OAuth Users Need Onboarding Gates
When users can sign up via OAuth (Google, Apple, etc.), they bypass your signup form — and any required fields on it. If your app requires data that OAuth doesn't provide (a phone number, a company name, a role), you need a gate between login and the main app that collects it before proceeding.
Tags
OAuth Users Need Onboarding Gates
The Lesson
When users can sign up via OAuth (Google, Apple, etc.), they bypass your signup form — and any required fields on it. If your app requires data that OAuth doesn't provide (a phone number, a company name, a role), you need a gate between login and the main app that collects it before proceeding.
Context
MyReachBand requires a verified phone number to create bracelets. Users who sign up with email+password provide their phone during signup.
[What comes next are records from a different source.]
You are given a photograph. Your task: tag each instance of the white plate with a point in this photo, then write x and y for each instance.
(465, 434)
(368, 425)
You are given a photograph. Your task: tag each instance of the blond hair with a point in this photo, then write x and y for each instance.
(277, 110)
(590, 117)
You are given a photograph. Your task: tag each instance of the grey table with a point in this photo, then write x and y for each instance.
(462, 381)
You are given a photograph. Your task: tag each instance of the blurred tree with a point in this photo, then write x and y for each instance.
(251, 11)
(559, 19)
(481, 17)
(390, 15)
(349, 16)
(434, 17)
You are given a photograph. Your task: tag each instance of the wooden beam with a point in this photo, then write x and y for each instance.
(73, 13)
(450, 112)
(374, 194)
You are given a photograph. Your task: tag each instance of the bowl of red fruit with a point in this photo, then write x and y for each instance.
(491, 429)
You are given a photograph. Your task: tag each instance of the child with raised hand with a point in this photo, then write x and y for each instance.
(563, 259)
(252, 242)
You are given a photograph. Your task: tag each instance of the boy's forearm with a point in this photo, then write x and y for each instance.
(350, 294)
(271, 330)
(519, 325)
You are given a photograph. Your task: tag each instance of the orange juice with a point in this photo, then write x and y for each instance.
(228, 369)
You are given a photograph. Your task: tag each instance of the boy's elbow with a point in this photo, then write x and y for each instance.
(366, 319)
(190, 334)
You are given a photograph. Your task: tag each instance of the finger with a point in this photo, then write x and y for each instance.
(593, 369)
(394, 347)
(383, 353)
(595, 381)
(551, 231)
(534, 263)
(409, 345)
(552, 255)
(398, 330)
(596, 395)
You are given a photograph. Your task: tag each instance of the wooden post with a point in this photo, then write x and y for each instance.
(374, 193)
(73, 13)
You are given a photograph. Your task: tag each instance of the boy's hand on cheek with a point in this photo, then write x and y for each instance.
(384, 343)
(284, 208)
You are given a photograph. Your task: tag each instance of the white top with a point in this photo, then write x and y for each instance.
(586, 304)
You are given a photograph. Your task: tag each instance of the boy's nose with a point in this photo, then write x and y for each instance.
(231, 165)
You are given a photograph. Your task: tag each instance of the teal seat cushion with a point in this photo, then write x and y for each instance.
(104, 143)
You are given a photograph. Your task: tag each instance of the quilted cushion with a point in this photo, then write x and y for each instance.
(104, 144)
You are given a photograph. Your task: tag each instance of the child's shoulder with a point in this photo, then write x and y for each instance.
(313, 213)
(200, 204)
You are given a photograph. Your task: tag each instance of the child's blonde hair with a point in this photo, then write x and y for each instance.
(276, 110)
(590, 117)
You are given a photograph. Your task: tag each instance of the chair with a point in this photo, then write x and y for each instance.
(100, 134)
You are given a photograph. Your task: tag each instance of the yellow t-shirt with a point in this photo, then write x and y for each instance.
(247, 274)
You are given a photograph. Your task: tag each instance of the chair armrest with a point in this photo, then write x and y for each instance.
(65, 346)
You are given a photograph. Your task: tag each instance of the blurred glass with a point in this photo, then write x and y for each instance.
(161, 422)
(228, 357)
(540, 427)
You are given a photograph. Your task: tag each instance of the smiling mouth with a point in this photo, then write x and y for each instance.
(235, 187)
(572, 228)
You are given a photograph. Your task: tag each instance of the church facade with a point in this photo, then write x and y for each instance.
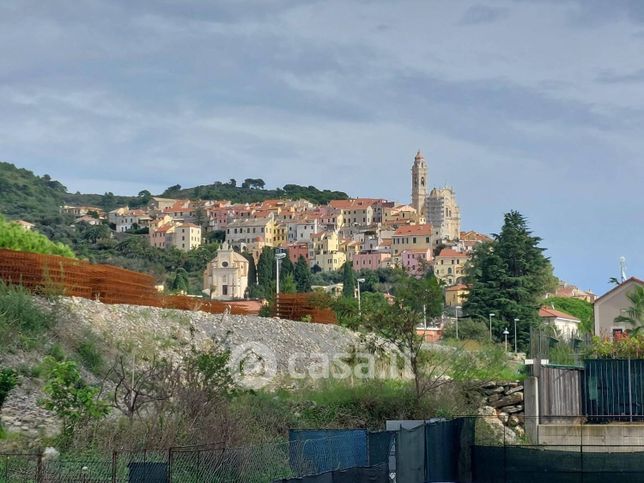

Users who sign up with Google OAuth don't — Google only gives you an email and a name. Without a gate, OAuth users land on the dashboard and crash when they try to create a bracelet (the phone field is empty).
What Happened
- Built Google OAuth: click "Continue with Google," select account, user is created with email and empty phone, redirect to
/dashboard. - Dashboard loaded fine (no phone needed to list bracelets). But creating a bracelet crashed — the form pre-populates the phone field from
user.phone, which was empty. - First fix attempt: the Worker crashed with Error 1101 because the
INSERTstatement hit aNOT NULLconstraint on a different field. Hard to diagnose because the error was generic. - Added a gate: after authentication, check
if (!user.phone). If true, redirect to/setup-phoneinstead of/dashboard. - The
/setup-phonepage says "One more step" — enter phone, verify via SMS code, then proceed to dashboard. - The gate checks on every authenticated request, not just after login. This catches edge cases like a user whose phone was deleted or a database migration that cleared the field.
Key Insights
- Check on every request, not just after login. Putting the gate only in the OAuth callback misses users who were created in a previous session, users whose required data was later invalidated, and edge cases from database migrations.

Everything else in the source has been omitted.